Na falta de normas de direito interlocal, recorre-se ao direito internacional privado do mesmo
Estado; e, se este não bastar, considera-se como lei pessoal do interessado a lei da sua
residência habitual. 3. Se a legislação competente constituir uma ordem jurídica
territorialmente unitária, mas nela vigorarem diversos sistemas de normas para diferentes
categorias de pessoas, observar-se-á sempre o estabelecido nessa legislação quanto ao conflito
de sistemas.

Remissão para Ordenamentos jurídicos plurilegislativos nos Regulamentos da EU

1. Sempre que um Estado englobe várias unidades territoriais, tendo cada uma normas de
direito próprias em matéria de obrigações extracontratuais, cada unidade territorial é
considerada um país para fins de determinação da lei aplicável por força do presente
regulamento. 2. Um Estado-Membro em que diferentes unidades territoriais tenham normas
de direito próprias em matéria de obrigações extracontratuais não é obrigado a aplicar o
presente regulamento aos conflitos de leis que respeitem exclusivamente a essas unidades
territoriais.

14. A fraude à lei em Direito Internacional Privado

Para o Direito Internacional Privado a fraude à lei é quando os interessados no instituto


escapam à aplicação de um preceito material de certa legislação “criam” um elemento de
conexão que tornará aplicável uma outra ordem jurídica mais favorável aos seus intentos, há
assim uma norma instrumental de fraude.

A fraude à lei traduz-se em defraudar o imperativo de uma norma material de certo


ordenamento jurídico através da utilização como instrumento de uma norma de conflitos, ou
seja, fraude à lei em Direito Internacional Privado, não é fraude de uma norma, a norma é
apenas um mecanismo de fraude.
As conexões das normas de conflitos são facilmente deslocáveis, logo as partes podem
aproveitar estas normas de conflito de maneira a obterem soluções mais vantajosas.

 Procedimento pelo qual o particular utiliza um tipo legal em vez de outro a fim de
provocar a consequência jurídica pretendida;

 A pessoa manipula um tipo legal com vista a obter uma consequência jurídica.

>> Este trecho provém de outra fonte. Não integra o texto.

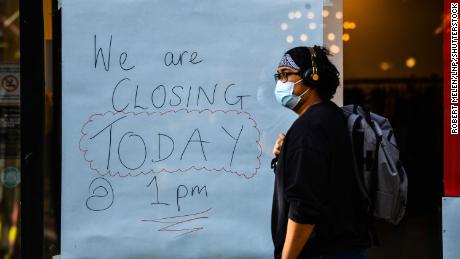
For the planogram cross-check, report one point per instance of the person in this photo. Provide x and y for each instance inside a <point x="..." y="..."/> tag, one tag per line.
<point x="316" y="204"/>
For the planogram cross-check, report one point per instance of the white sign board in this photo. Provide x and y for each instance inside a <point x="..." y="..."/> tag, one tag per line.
<point x="169" y="120"/>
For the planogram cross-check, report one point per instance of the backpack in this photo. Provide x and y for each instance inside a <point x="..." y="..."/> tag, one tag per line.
<point x="381" y="178"/>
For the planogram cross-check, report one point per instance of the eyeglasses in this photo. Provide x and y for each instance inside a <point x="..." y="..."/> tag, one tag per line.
<point x="283" y="77"/>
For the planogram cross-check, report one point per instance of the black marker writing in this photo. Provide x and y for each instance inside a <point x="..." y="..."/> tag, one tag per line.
<point x="101" y="195"/>
<point x="236" y="142"/>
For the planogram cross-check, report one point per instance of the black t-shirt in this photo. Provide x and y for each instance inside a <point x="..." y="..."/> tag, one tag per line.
<point x="315" y="184"/>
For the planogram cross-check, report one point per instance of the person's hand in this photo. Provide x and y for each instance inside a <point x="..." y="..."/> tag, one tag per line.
<point x="278" y="144"/>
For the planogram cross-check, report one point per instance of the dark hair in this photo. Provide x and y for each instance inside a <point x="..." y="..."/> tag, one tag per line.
<point x="329" y="76"/>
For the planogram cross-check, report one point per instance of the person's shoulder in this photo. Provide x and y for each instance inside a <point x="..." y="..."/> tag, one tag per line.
<point x="320" y="113"/>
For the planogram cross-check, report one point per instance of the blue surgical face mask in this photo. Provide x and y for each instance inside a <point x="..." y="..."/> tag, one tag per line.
<point x="285" y="96"/>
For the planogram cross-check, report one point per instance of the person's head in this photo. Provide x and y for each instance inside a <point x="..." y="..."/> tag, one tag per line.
<point x="310" y="70"/>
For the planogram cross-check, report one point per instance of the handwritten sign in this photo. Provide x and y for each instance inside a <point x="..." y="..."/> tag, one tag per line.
<point x="169" y="120"/>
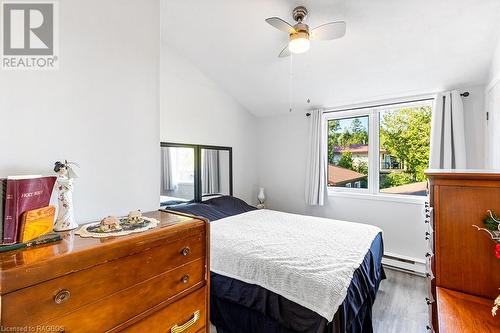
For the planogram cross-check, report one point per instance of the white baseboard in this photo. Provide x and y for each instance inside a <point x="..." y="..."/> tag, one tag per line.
<point x="407" y="264"/>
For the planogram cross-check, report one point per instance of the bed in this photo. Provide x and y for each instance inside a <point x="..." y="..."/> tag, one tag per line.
<point x="241" y="305"/>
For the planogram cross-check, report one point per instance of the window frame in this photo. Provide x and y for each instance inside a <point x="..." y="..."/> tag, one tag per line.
<point x="373" y="113"/>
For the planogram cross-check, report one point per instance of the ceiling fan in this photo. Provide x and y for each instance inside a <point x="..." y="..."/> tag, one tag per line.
<point x="299" y="34"/>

No Direito Internacional Privado há situações que são consideradas de fraude à lei, surgindo
quando os interessados no intuito de escapar à aplicação de um preceito material de certa
legislação “criam um elemento de conexão que tornará aplicável na outra ordem jurídica mais
favorável aos seus intentos”. Norma meramente instrumental de fraude à lei:

Ex.: A, português, naturaliza-se britânico com vista a privar da legitima seu filho.

A ordem jurídica inglesa é a norma instrumental com vista a obter um determinado resultado.

A maior parte da doutrina aceita a fraude à lei no campo do Direito Internacional Privado, mas
há já três autores que aceitam a fraude à lei no Direito Internacional Privado, razões:

6) É o próprio legislador que indica às partes o caminho pelo qual pode escapar;

7) Muitas vezes é difícil determinar os casos de fraude à lei;

8) Qualquer norma jurídica que venha estipular o conceito de fraude à lei vem trazer muita
segurança e incerteza jurídica.

A natureza de fraude à lei pode ser um problema autónomo ou um problema da reserva da


ordem pública. O estudioso da China, Huang Jin, considera que é um problema autónomo; e
sintetiza os seguintes elementos:

1. as causas são diferentes. A fraude à lei é consequência de acto voluntário das partes na
mudança do elemento de conexão enquanto que a reserva da ordem pública é causada pelo
conflito entre o conteúdo do direito estrangeiro designado pela norma de conflitos e a ordem
pública do país da norma de conflitos.

2. os bens jurídicos protegidos são diferentes. O instituto da fraude à lei pode proteger as leis
internas, também pode proteger as leis estrangeiras, e a maioria delas são normas proibitivas;
a reserva da ordem pública apenas protege o direito interno, são princípios fundamentais do
direito interno, não têm de ser normas jurídicas proibitivas.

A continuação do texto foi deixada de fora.